Not a cop then. Not sure whether that was good or bad, Ryan got ready to get up and leave.

The man stopped once he had passed the streetlight, his face now backlit and still not clearly visible.

“Ryan?” The man’s baritone voice touched something deep inside him. It sounded almost familiar. “Ryan, is that really you?”

Ryan squinted up at the stranger, a little scared now. Who was this guy, and how did he know his name?

“Who are you?” Ryan’s voice shook with nerves, and he moved to the very edge of the bench, putting as much space between himself and the man as possible.

“My God, Ryan, it is you.” The tall stranger took the last few steps and sat down on the bench. “I would know your voice anywhere.”

The stranger’s face was now illuminated by the streetlight, and Ryan gasped in surprise. No, it couldn’t be! His hair was longer, but the high cheekbones, straight nose and the bluest eyes he had ever seen combined into the face of the man he had loved from afar for longer than he cared to remember.

“Daniel?” His voice was a mere whisper. What was Peter’s brother doing here?

“You remember me?” Daniel’s beautiful blue eyes were huge, framed by long, dark eyelashes. A small smile pulled at his sensuous deep red lips.

“Oh, yes. I remember you.” Ryan smiled back.

How could he ever forget the man he’d had his first crush on? Daniel was his best friend’s older brother, and the three of them had been inseparable despite Daniel being five years older. Every time Daniel came home from college they had spent all their free time together; whether it was running or going to ballgames or just hanging out. Ryan had been too young for anything physical to happen between them, but that hadn’t stopped him from developing deeper feelings for Daniel.

The summer he turned eighteen, Daniel had told Ryan how highly he valued their friendship and how much he liked him. That had ultimately driven Ryan to come out to his parents, hoping that being honest would make it possible for him to pursue a relationship with Daniel. God, he had been so naïve. Their negative reaction and threats against his friends had forced him to leave that same night with only a backpack containing clothes, his favorite sketchbook, and some key documents. Even though he believed that Daniel would move on, Ryan had never been able to let go. His feelings had been too deep, and if anything, had only grown over time.
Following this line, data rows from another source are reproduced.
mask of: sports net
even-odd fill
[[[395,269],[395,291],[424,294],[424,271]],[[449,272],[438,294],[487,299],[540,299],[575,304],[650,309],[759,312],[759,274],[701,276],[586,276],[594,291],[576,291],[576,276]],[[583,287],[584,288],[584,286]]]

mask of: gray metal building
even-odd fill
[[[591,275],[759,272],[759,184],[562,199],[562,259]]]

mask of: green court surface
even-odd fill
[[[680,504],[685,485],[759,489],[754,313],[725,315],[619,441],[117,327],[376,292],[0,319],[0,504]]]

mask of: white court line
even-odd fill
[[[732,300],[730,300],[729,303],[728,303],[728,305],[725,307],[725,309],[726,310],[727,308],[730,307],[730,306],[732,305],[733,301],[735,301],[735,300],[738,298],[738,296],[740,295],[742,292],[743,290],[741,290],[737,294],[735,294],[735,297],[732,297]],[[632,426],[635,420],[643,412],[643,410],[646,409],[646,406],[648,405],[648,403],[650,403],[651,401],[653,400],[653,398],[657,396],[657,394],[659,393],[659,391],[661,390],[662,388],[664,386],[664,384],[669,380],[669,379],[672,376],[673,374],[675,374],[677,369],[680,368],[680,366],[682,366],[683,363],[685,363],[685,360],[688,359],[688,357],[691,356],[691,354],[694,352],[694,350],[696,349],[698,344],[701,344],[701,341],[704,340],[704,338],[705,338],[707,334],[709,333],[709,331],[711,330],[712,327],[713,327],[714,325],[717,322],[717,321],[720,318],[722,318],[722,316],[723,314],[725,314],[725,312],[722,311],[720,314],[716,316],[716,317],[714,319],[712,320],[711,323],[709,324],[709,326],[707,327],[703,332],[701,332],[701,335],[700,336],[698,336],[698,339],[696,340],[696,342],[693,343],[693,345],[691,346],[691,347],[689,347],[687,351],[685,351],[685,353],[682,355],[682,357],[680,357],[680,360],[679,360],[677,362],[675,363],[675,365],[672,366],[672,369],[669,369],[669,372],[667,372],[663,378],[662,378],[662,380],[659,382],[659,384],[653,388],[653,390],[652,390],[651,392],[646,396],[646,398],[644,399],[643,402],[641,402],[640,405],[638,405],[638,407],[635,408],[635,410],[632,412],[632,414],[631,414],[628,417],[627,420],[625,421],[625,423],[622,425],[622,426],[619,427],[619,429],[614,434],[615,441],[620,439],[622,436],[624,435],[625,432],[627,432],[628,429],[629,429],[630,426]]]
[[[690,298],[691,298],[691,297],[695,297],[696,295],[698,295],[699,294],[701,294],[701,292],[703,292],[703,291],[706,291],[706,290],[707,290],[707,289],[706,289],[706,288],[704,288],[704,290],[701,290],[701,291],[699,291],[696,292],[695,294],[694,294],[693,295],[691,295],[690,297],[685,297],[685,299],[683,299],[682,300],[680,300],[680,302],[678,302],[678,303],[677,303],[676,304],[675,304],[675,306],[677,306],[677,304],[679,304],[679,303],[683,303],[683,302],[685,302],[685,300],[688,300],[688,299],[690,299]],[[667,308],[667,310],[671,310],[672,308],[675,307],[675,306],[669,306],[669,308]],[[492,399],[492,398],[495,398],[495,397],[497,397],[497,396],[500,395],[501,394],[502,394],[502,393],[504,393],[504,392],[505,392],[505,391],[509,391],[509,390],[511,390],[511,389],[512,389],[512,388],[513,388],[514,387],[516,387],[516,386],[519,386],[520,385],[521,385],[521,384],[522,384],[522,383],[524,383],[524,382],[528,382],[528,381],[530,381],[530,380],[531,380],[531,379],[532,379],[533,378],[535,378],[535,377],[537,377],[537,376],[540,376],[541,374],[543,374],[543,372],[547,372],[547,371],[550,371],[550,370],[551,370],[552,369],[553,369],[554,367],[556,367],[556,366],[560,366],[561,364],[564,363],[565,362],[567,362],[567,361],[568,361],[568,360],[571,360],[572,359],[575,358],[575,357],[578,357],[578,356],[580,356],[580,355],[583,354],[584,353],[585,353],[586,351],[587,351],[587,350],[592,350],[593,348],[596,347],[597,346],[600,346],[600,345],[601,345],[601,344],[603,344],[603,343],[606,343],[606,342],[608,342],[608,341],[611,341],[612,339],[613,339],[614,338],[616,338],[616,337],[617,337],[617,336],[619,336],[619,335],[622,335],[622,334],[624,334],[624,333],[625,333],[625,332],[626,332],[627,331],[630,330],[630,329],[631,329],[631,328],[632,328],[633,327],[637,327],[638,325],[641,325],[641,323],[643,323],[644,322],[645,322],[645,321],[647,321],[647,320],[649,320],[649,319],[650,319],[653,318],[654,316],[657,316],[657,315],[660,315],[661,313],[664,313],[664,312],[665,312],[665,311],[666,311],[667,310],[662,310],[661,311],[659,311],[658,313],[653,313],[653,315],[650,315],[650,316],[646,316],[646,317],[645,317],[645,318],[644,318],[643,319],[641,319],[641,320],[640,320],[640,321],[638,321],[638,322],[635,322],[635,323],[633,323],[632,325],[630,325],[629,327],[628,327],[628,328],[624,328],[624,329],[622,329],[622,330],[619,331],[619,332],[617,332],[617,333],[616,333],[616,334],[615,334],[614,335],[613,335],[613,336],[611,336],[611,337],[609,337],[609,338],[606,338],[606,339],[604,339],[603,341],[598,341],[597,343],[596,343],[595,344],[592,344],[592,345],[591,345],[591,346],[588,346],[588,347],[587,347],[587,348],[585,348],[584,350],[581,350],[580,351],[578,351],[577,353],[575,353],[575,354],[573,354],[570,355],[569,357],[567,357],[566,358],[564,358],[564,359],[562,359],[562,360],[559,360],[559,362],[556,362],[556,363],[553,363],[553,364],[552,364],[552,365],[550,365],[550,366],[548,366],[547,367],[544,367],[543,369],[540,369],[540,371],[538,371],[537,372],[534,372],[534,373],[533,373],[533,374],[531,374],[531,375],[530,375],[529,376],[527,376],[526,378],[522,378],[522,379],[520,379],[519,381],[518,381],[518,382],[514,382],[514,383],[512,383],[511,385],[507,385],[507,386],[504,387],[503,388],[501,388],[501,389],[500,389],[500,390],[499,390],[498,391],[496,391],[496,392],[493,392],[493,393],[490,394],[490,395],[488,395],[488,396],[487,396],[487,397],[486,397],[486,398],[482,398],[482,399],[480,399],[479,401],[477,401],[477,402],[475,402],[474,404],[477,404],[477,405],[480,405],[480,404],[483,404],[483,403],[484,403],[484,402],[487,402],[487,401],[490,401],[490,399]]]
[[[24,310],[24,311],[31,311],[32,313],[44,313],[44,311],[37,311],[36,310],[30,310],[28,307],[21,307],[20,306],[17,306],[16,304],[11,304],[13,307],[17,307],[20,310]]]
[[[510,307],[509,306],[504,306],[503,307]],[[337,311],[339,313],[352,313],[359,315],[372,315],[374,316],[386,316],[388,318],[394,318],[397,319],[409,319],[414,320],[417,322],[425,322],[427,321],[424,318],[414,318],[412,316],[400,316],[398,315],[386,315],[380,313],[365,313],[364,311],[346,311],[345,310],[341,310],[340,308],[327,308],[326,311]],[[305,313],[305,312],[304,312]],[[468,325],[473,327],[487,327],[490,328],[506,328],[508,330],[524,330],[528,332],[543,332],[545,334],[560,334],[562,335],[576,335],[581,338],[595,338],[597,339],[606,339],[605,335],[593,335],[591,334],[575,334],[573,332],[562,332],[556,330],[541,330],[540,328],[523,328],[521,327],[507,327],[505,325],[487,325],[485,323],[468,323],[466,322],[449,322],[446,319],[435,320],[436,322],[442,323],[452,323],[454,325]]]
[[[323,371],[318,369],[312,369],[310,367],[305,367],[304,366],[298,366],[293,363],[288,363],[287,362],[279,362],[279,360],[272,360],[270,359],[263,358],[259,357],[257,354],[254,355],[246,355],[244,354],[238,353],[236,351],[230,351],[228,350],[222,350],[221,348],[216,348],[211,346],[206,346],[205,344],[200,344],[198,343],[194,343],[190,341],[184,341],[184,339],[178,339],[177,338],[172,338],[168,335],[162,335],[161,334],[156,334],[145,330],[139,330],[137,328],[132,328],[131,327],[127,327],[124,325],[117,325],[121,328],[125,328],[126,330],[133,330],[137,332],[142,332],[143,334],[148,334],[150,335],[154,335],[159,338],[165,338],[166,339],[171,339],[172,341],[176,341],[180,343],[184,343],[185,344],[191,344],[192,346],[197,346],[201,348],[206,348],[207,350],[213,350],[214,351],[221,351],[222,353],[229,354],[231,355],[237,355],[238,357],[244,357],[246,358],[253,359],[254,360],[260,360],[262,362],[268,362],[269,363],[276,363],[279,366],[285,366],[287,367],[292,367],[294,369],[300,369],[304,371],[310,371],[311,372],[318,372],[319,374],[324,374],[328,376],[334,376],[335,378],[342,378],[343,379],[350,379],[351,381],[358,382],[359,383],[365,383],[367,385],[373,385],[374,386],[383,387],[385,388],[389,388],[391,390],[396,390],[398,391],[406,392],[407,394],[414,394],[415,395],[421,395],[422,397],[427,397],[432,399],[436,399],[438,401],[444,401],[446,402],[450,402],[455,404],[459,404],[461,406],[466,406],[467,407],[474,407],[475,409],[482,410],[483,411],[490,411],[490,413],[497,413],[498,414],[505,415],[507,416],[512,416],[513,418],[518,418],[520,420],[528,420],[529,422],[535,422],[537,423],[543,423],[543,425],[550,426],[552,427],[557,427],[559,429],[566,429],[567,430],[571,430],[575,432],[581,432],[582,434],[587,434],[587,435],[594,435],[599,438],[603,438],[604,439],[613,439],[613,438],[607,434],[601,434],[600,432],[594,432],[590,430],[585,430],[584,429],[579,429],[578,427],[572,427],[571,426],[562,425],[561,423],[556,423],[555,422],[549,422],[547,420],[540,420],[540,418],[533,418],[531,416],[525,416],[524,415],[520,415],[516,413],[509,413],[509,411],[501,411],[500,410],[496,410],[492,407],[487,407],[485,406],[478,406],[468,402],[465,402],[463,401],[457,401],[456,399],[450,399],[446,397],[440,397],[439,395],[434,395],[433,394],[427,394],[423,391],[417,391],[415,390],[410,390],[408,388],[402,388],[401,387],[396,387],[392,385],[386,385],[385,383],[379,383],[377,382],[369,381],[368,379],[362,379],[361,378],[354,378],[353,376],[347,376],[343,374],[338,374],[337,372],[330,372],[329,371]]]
“Where did you go? What happened to you?” Daniel lifted a hand, moving toward Ryan’s face, but let it fall back into his lap before he could touch skin.

And just like that, the magic was gone as reality intruded. Damn. He couldn’t tell Daniel the ugly truth. He’d never made it to college, and he had no permanent job and no prospects for that to ever change. If he told Daniel the reason his parents had kicked him out would he reject him as well? He couldn’t face that. Not from the man he still loved with all his heart.

“I’m sorry.” Tears welled up in Ryan’s eyes, and he jumped up, turning to run.

“Oh, no you don’t.” A big warm hand wrapped around his wrist and pulled him down, forcing him to sit back onto the bench.

“Let me go. Please, just let me go.” Ryan couldn’t even look at Daniel, he was so ashamed. He was dirty, smelled bad because he hadn’t had a shower in days, and his clothes were old and worn. Cheeks burning with humiliation, he desperately tried to pull his wrist free.

“No, Ryan. I can’t let you go.” Daniel pulled him even closer, wrapping a strong, warm arm around his shaking shoulders. “I’ve only just found you again. Please don’t run away from me. Please.”